Iosevka is the king of scalable terminal/programming fonts. I'm not sure why, maybe it's because the glyphs have lines and angles that look "terminal-y" in the same pleasing way Terminus and the 3270 font do whilst avoiding the problems that accompany trying to scale a pixel font.
Then you are probably not interested in this work at all. It is meant to develop Lisp—a language whose primary advantage in 2026 is ergonomics to humans, particularly a certain kind of human. If you're doing 100% agentic development, that advantage disappears and you might as well use something popular and statically typed, like Rust or TypeScript.
> If you're doing 100% agentic development, that advantage disappears
I beg to differ. Turns out, Lisp REPL - an actual, "true" REPL, not something like Python's (which is not the same), is an enormous multiplier for agentic workflows.
a) Lisp code can be very terse yet retain its readability - it never becomes cryptic like APL. Therefore, it's more token efficient. It was actually proven that Clojure is one of the most token-efficient "mainstreamish" PLs. https://martinalderson.com/posts/which-programming-languages...
b) When you give an LLM a closed loop system where it can evaluate code in a live REPL and observe the results, it stops guessing and starts reasoning empirically. Instead of predicting what code will do, it can run it, read the output, adjust, and iterate - the same way a skilled human developer works. Incremental evaluation of forms maps naturally to how an LLM generates tokens.

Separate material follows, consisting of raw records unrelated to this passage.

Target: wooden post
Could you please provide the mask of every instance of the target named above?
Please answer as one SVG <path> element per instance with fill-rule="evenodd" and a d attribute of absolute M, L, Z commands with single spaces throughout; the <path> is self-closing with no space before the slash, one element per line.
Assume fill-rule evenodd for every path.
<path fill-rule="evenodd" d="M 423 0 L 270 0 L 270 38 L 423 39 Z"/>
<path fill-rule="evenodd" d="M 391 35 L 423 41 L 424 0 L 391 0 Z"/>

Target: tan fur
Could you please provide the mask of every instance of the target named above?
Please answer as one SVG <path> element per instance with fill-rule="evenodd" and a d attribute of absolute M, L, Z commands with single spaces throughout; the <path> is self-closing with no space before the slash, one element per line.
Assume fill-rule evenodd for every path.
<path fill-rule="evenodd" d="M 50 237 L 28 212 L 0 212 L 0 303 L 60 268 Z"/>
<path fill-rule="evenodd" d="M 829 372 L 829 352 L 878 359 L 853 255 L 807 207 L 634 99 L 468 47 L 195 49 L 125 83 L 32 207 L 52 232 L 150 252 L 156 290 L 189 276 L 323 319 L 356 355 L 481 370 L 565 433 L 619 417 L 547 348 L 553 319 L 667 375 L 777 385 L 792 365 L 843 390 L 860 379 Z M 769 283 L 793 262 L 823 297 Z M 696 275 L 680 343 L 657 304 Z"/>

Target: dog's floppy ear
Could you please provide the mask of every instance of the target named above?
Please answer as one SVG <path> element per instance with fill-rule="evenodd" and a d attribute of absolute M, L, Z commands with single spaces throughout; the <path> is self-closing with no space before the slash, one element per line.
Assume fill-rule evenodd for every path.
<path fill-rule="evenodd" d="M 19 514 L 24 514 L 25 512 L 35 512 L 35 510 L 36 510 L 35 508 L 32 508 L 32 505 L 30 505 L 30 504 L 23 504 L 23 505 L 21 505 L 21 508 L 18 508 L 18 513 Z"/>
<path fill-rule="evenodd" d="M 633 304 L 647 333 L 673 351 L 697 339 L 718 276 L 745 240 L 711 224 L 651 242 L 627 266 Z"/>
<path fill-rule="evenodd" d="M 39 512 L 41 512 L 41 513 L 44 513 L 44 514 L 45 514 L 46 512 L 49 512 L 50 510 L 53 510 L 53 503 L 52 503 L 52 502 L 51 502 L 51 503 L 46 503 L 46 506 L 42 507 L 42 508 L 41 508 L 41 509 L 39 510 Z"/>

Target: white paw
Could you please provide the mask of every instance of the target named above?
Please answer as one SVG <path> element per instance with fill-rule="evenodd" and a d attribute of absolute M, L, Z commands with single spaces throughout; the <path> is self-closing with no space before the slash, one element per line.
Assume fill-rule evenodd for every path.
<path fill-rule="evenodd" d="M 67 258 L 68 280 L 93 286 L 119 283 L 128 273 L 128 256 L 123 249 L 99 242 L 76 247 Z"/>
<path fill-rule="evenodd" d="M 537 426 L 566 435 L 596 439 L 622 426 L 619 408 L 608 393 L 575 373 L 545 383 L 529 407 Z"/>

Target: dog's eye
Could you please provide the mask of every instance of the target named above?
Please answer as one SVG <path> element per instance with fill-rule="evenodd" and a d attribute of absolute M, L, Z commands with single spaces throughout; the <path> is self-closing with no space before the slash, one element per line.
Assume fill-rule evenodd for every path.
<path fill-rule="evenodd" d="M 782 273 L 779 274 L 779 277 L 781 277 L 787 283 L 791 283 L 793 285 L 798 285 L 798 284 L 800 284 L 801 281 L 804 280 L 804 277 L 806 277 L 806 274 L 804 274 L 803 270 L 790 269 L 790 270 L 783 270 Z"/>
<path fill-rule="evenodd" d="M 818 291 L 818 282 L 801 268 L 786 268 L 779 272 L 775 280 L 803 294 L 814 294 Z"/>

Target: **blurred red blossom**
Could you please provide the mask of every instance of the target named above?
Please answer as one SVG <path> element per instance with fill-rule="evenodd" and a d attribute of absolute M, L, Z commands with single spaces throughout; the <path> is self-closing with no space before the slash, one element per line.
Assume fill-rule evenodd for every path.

This isn't some theoretical hand-waving - I experience it every day - my WM on Mac is yabai that gets controlled via Hammerspoon, which uses Lua, which means I can use Fennel, which means I can use Lisp REPL. I would give the LLM a task, something to do with my app windows - it connects to the live REPL and starts analyzing, prototyping and poking into things interactively.
All my custom MCPs are written in babashka (Clojure) https://github.com/agzam/death-contraptions - whenever there's a problem or I need to improve my AI harness, LLM just does it from "inside out" and it takes less time and fewer tokens.
My main editor is Emacs - LLM can fully control it. I can make it change virtually any aspect of it. To load-test the MCP that does that, I made it play Tetris in Emacs. And not just to run it, but to play it for real - without losing. It was insane.
And of course, day-to-day I have to deal with non-Lispy, non-homoiconic languages more. And to be honest (even though of course I'm biased in this) static type systems is the exact thing in practice where their advantages feel like stop making any big difference. While Lisp REPL feels far more useful.
Technically, I think this is meant to develop Coalton, which is also statically typed and incredibly effective as a language for agents. All those ergonomic benefits that humans enjoy also allow AIs to develop lisp systems quite rapidly and robustly.
Not true. Are people not interested in archeology or history or museums? Denying such things as invalid is offensive. There are projects to reproduce things from ancient history like the Lycurgus cup.
Plenty of accomplished devs are getting good results and accomplishing tasks with unheard-of speed using AI, so if you're still not, that's a PEBKAC. You are not using the tools correctly. Figure it out before you complain.